Again, as Brent Walker as observed, if the Founders wanted simply to ban a single, official national church, they did not do a very good job of saying so in the First Amendment. An early draft of the First Amendment read in part: “The civil rights of none shall be abridged on account of religious belief or worship, nor shall any national religion be established.” This draft was passed over. And, the Founders had ample opportunity to state that the government should be allowed to promote all religion on an even-handed, non-preferential basis. But the first Congress repeatedly rejected versions of the First Amendment that would have explicitly permitted such non-preferential aid. For example, the Senate rejected the proposed language, “Congress shall make no law establishing one religious sect or society in preference to others.” And they did it two more times with provisions embodying similar non-preferential language, such as “Congress shall make no law establishing any particular denomination of religion in preference to another.” (5)

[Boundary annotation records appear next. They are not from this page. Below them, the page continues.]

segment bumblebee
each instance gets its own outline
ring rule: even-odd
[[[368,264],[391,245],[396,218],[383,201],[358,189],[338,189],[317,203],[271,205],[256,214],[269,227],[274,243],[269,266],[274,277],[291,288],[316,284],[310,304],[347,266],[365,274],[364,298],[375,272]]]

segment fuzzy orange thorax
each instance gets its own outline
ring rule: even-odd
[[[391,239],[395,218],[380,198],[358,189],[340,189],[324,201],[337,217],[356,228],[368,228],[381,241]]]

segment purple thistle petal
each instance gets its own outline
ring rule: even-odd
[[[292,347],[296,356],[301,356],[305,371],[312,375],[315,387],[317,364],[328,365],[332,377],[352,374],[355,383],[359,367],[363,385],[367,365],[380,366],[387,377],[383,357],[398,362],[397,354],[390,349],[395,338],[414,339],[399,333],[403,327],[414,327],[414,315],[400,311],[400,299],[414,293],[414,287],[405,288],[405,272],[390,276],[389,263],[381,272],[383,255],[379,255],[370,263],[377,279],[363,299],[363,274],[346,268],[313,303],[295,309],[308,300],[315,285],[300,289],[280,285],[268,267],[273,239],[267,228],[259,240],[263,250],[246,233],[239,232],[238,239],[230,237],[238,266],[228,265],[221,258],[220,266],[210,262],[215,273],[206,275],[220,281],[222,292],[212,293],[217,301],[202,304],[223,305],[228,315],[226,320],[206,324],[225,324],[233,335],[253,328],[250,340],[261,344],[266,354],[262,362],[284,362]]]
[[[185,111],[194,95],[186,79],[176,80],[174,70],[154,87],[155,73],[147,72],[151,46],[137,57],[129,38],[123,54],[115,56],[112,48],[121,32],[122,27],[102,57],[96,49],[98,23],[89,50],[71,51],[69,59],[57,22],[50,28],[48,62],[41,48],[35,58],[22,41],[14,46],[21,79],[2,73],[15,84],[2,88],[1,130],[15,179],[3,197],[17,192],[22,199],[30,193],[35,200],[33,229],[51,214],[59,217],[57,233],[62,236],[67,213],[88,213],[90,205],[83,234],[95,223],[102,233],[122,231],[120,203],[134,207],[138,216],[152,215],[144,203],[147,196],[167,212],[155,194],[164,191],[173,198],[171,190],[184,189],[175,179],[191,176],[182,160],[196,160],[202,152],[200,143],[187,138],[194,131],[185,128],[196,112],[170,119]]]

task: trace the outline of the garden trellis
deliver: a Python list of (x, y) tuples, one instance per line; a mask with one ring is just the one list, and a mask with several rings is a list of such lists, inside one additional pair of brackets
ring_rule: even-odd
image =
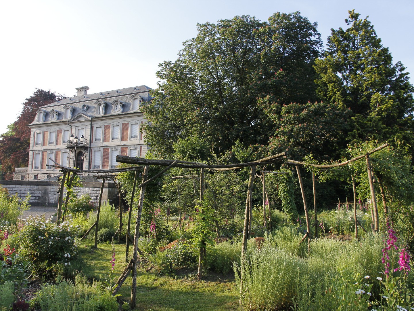
[[(135, 174), (134, 176), (134, 183), (132, 187), (132, 192), (131, 193), (131, 197), (130, 202), (130, 209), (129, 209), (129, 214), (128, 215), (128, 228), (127, 228), (127, 255), (126, 259), (128, 260), (128, 249), (129, 247), (129, 242), (130, 239), (130, 237), (128, 234), (130, 229), (130, 221), (131, 214), (132, 210), (132, 203), (134, 199), (134, 197), (135, 195), (135, 192), (136, 188), (137, 187), (140, 189), (140, 196), (139, 199), (138, 200), (138, 206), (137, 209), (137, 219), (135, 223), (135, 227), (134, 232), (134, 235), (133, 237), (133, 239), (132, 239), (132, 241), (133, 243), (133, 252), (132, 254), (132, 259), (128, 263), (126, 267), (125, 267), (123, 272), (121, 274), (120, 277), (118, 279), (118, 282), (117, 282), (116, 285), (117, 287), (115, 289), (114, 291), (114, 294), (116, 294), (119, 290), (119, 289), (120, 288), (122, 285), (122, 284), (125, 281), (125, 279), (128, 277), (128, 275), (132, 271), (132, 289), (131, 290), (131, 307), (134, 308), (135, 306), (135, 298), (136, 294), (136, 285), (137, 285), (137, 262), (138, 259), (138, 253), (139, 252), (138, 248), (138, 238), (139, 235), (140, 227), (140, 225), (141, 222), (141, 213), (142, 212), (142, 206), (143, 204), (144, 197), (145, 195), (145, 189), (147, 185), (149, 182), (152, 180), (155, 179), (157, 177), (162, 175), (163, 174), (166, 172), (169, 169), (173, 167), (177, 167), (177, 168), (191, 168), (191, 169), (200, 169), (200, 200), (201, 202), (200, 204), (200, 211), (202, 212), (202, 207), (201, 206), (202, 204), (202, 202), (203, 201), (203, 196), (205, 189), (204, 186), (204, 170), (205, 169), (209, 170), (216, 170), (219, 171), (225, 171), (227, 170), (236, 170), (238, 169), (242, 168), (250, 168), (250, 172), (249, 175), (249, 178), (248, 181), (248, 184), (247, 190), (247, 194), (246, 199), (246, 209), (245, 210), (245, 217), (244, 217), (244, 222), (243, 224), (243, 238), (242, 240), (242, 249), (241, 249), (241, 260), (243, 261), (245, 260), (246, 251), (247, 250), (247, 241), (249, 238), (250, 235), (250, 231), (251, 228), (251, 221), (252, 218), (252, 192), (253, 190), (253, 186), (254, 183), (254, 180), (256, 177), (259, 177), (262, 180), (262, 185), (263, 185), (263, 207), (264, 207), (264, 215), (263, 215), (263, 220), (264, 224), (266, 224), (266, 215), (265, 215), (265, 199), (266, 201), (268, 202), (268, 197), (267, 196), (267, 192), (266, 191), (265, 184), (265, 175), (266, 173), (283, 173), (283, 172), (271, 172), (269, 171), (265, 171), (264, 169), (264, 165), (268, 164), (272, 164), (278, 161), (280, 161), (282, 160), (285, 160), (286, 163), (288, 164), (294, 165), (295, 165), (295, 168), (296, 169), (296, 172), (298, 174), (298, 178), (299, 180), (299, 182), (300, 185), (301, 186), (301, 193), (302, 194), (302, 199), (303, 201), (303, 207), (305, 213), (305, 217), (306, 218), (306, 231), (307, 232), (305, 233), (302, 239), (302, 241), (304, 241), (305, 238), (307, 237), (308, 240), (308, 246), (309, 245), (310, 241), (311, 238), (310, 234), (310, 224), (309, 222), (309, 217), (308, 214), (308, 207), (307, 204), (306, 200), (306, 198), (305, 195), (304, 190), (303, 186), (303, 183), (302, 181), (301, 176), (300, 173), (300, 169), (299, 168), (299, 165), (301, 166), (311, 166), (318, 168), (329, 168), (334, 167), (340, 167), (342, 165), (346, 165), (354, 161), (356, 161), (357, 160), (363, 158), (366, 158), (366, 162), (367, 163), (367, 173), (368, 176), (368, 180), (370, 183), (370, 188), (371, 190), (371, 195), (372, 197), (372, 202), (373, 202), (373, 225), (372, 229), (373, 231), (374, 232), (378, 231), (378, 209), (377, 208), (376, 201), (375, 200), (375, 190), (373, 187), (373, 174), (372, 170), (372, 168), (371, 165), (370, 160), (369, 159), (369, 156), (370, 155), (372, 154), (373, 153), (379, 150), (380, 150), (388, 146), (388, 144), (387, 143), (384, 144), (381, 146), (380, 146), (373, 150), (371, 150), (368, 152), (366, 153), (365, 154), (363, 155), (361, 155), (356, 157), (351, 160), (345, 161), (343, 162), (339, 163), (335, 163), (332, 164), (328, 165), (319, 165), (319, 164), (309, 164), (307, 163), (304, 162), (295, 161), (294, 160), (291, 160), (290, 159), (284, 159), (285, 157), (285, 154), (284, 153), (279, 153), (278, 154), (275, 155), (274, 156), (271, 156), (270, 157), (267, 157), (267, 158), (264, 158), (263, 159), (261, 159), (260, 160), (257, 160), (256, 161), (248, 162), (246, 163), (236, 163), (236, 164), (227, 164), (227, 165), (219, 165), (219, 164), (206, 164), (202, 163), (198, 163), (197, 162), (190, 162), (187, 161), (181, 161), (178, 160), (152, 160), (152, 159), (147, 159), (142, 158), (133, 158), (131, 157), (128, 157), (124, 156), (117, 156), (116, 161), (117, 162), (121, 163), (125, 163), (130, 164), (133, 164), (135, 165), (143, 165), (144, 166), (143, 173), (142, 175), (142, 182), (137, 186), (136, 185), (136, 182), (137, 180), (137, 177), (138, 175), (138, 171), (142, 170), (142, 167), (135, 167), (132, 168), (119, 168), (119, 169), (108, 169), (108, 170), (79, 170), (76, 169), (72, 168), (68, 168), (67, 167), (59, 165), (58, 163), (53, 161), (53, 160), (51, 159), (52, 161), (55, 164), (55, 165), (53, 165), (55, 167), (57, 167), (60, 169), (61, 171), (63, 173), (63, 181), (62, 184), (61, 185), (61, 187), (60, 189), (60, 193), (59, 196), (59, 208), (60, 210), (61, 210), (61, 205), (63, 200), (63, 190), (64, 186), (64, 179), (66, 177), (66, 174), (68, 172), (72, 172), (75, 173), (101, 173), (108, 174), (108, 173), (120, 173), (122, 172), (127, 172), (127, 171), (135, 171)], [(148, 171), (149, 170), (149, 166), (151, 165), (156, 165), (159, 166), (166, 166), (166, 167), (161, 170), (159, 173), (153, 176), (151, 178), (148, 178)], [(262, 166), (263, 168), (261, 171), (260, 171), (261, 173), (261, 175), (256, 175), (256, 168), (257, 166)], [(176, 179), (178, 179), (179, 178), (185, 178), (185, 177), (193, 177), (194, 175), (183, 175), (182, 176), (176, 176), (175, 177)], [(313, 224), (315, 227), (318, 226), (318, 221), (317, 218), (316, 216), (316, 199), (315, 199), (315, 193), (316, 190), (315, 189), (315, 177), (314, 173), (313, 173), (313, 196), (314, 196), (314, 207), (315, 210), (315, 221)], [(103, 179), (102, 182), (102, 187), (101, 189), (103, 188), (104, 183), (105, 182), (105, 180), (107, 176), (105, 175), (102, 175), (100, 178)], [(173, 177), (174, 178), (174, 177)], [(380, 186), (381, 185), (380, 185)], [(381, 191), (381, 195), (383, 199), (383, 201), (385, 202), (385, 197), (383, 195), (383, 191)], [(101, 194), (102, 192), (101, 192), (101, 195), (100, 197), (99, 203), (100, 205), (100, 202), (101, 199)], [(265, 197), (266, 199), (265, 199)], [(356, 200), (356, 194), (355, 191), (354, 191), (354, 202), (355, 202)], [(354, 209), (356, 208), (356, 204), (354, 204)], [(384, 205), (385, 209), (386, 209), (385, 205)], [(58, 214), (59, 214), (59, 212), (58, 212)], [(354, 214), (354, 218), (355, 221), (355, 225), (357, 225), (357, 224), (358, 223), (358, 220), (356, 219), (356, 216)], [(98, 218), (97, 217), (97, 222), (98, 220)], [(91, 228), (90, 230), (91, 229)], [(365, 230), (365, 229), (364, 229)], [(315, 237), (317, 236), (317, 230), (315, 230)], [(201, 269), (202, 267), (202, 258), (205, 255), (205, 248), (203, 248), (202, 247), (200, 248), (200, 257), (199, 259), (199, 270), (198, 274), (197, 275), (197, 277), (198, 278), (201, 278)], [(139, 252), (140, 253), (140, 252)], [(243, 277), (242, 275), (241, 275), (240, 282), (241, 282), (241, 289), (242, 288), (242, 284), (243, 282)]]

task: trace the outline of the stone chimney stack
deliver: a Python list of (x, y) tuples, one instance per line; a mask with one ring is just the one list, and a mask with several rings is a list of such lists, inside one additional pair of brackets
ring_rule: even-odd
[(89, 87), (87, 86), (81, 86), (79, 87), (77, 87), (76, 90), (77, 91), (77, 95), (76, 96), (84, 96), (88, 92), (88, 90), (89, 90)]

No, the Founders adopted a more expansive amendment to keep the new federal government from making laws even “respecting an establishment of religion.” Religion generally, not a religion, or a national religion, but no religion at all, period. They did not merely want to keep the federal government from setting up an official national church or to ban denominational discrimination.
Walker goes on to say that, “In addition to constitutional history, there are practical reasons to reject the ability of government to aid all religion on a non-preferential basis. In our pluralistic country with its dizzying religious diversity, it is practically impossible to aid all religions evenhandedly. Inevitably, government will pick and choose a preferred religion, and it almost always will pick the majority, politically powerful, religious tradition for preferred treatment.”
Your decision to introduce public prayer to start city council meetings violates this separation, and is not in the best interests of Greensboro. I urge you to reconsider your actions. Thank you for your time.
Cordially,
Michael Usey
Pastor, College Park Church
(1) This point and the next three paragraphs are from the article, “Public Prayer,” on the website of the Baptist Joint Committee. www.bjconline.org/index.php?option=com_content&task=category§ionid=4&id=15&Itemid=108
(2) See Engel v. Vitale, 370 U.S. 421 (1962); Abington School District v. Schempp, 374 U.S. 203 (1963); Board of Ed. v. Mergens, 496 U.S. 226 (1990) .
(3) Marsh v. Chambers , 463 U.S. 783 (1983).
(4) p. 295, Geo. Laurence trans., J.P. Meyer ed., 1969. Cited, John Witte, “That Serpentine Wall,” Vol. 101, U. Mich. L., Rev. 1898 (May 2003). Cited by Walker, Lie #2.
(5) This paragraph and the next two are directly from Lecture at McAfee School of Theology, “Answering the Top 10 Lies About Church and State” (September 7, 2005), by J. Brent Walker, BJC Executive Director. See Lie #5.